In order to evaluate the prevalence of N. bombi and C. bombi, qPCR was performed using the primers developed by Huang et al. . Amplifications were performed as described above, with the exception of the annealing temperature which was 64.5°C. Each reaction was performed in duplicate, and in each analysis, a positive (pathogen DNA) and negative control (template DNA replaced by sterile water) was included. Additionally, six gut samples from commercially reared B. terrestris queens (Biobest Group, Westerlo, Belgium), that were known to be free of pathogens (screened by microscopy), were included as a negative control, and were also found to be free of pathogens using the qPCR (S1 Table). As previous analyses had shown that the primers may yield aspecific products (data not shown), all amplicons obtained were sequenced to confirm the identity of the pathogens. A sample was considered positive when both the CT value was below that of the negative control (sterile water) and amplicon sequencing confirmed pathogen identity.
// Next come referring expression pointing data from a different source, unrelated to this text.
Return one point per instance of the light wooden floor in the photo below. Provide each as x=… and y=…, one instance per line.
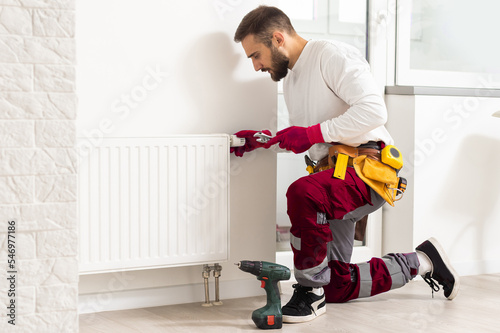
x=408, y=309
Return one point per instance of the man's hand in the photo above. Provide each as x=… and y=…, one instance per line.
x=297, y=139
x=251, y=142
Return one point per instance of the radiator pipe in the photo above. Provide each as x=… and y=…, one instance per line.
x=216, y=268
x=217, y=274
x=206, y=275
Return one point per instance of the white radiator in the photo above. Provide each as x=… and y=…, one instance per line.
x=153, y=202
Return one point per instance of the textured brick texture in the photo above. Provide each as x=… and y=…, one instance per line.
x=38, y=163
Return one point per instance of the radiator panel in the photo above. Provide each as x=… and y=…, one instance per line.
x=153, y=202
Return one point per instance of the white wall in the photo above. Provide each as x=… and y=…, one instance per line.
x=156, y=68
x=451, y=146
x=38, y=248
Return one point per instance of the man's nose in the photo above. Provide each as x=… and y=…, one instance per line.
x=257, y=65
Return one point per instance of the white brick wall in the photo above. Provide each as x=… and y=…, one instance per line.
x=38, y=163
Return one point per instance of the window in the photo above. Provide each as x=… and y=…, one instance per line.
x=448, y=43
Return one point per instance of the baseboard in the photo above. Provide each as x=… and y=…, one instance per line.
x=145, y=298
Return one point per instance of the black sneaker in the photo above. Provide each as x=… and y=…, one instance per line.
x=304, y=305
x=441, y=270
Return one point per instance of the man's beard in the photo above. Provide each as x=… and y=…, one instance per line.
x=279, y=64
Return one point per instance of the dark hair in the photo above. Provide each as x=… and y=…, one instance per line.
x=262, y=22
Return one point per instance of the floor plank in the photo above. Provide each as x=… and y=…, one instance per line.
x=408, y=309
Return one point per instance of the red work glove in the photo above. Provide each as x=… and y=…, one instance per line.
x=297, y=139
x=250, y=142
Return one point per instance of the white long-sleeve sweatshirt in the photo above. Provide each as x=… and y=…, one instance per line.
x=331, y=84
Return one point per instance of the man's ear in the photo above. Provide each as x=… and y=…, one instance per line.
x=278, y=38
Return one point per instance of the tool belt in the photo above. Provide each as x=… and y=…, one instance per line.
x=367, y=161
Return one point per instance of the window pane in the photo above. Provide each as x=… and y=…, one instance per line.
x=458, y=36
Rarefaction curves were constructed for the bacterial and fungal communities using the Vegan package (v2.4–6) for R (R Development Core Team, 2013). Additionally, for each sample, OTU richness (S), the Chao1 estimator, Shannon-Wiener diversity (H) and Pielou’s evenness (J = H/ln(S)) were calculated using USEARCH (v10.0.240)  and compared using a mixed model analysis of variance with habitat type (forest or urban environment) as fixed factor and population as random factor. To this end, Shannon diversity was exponentially transformed (exp(H)) to obtain a linear variable . Non-metric multidimensional scaling (NMDS) was used to visualize the level of similarity in community composition between the different samples based on Bray-Curtis similarities (relative abundance data). Further, permutational multivariate analysis of variance (PERMANOVA) using the adonis function in the vegan package was performed to test for significant differences in microbial gut community composition between the different locations.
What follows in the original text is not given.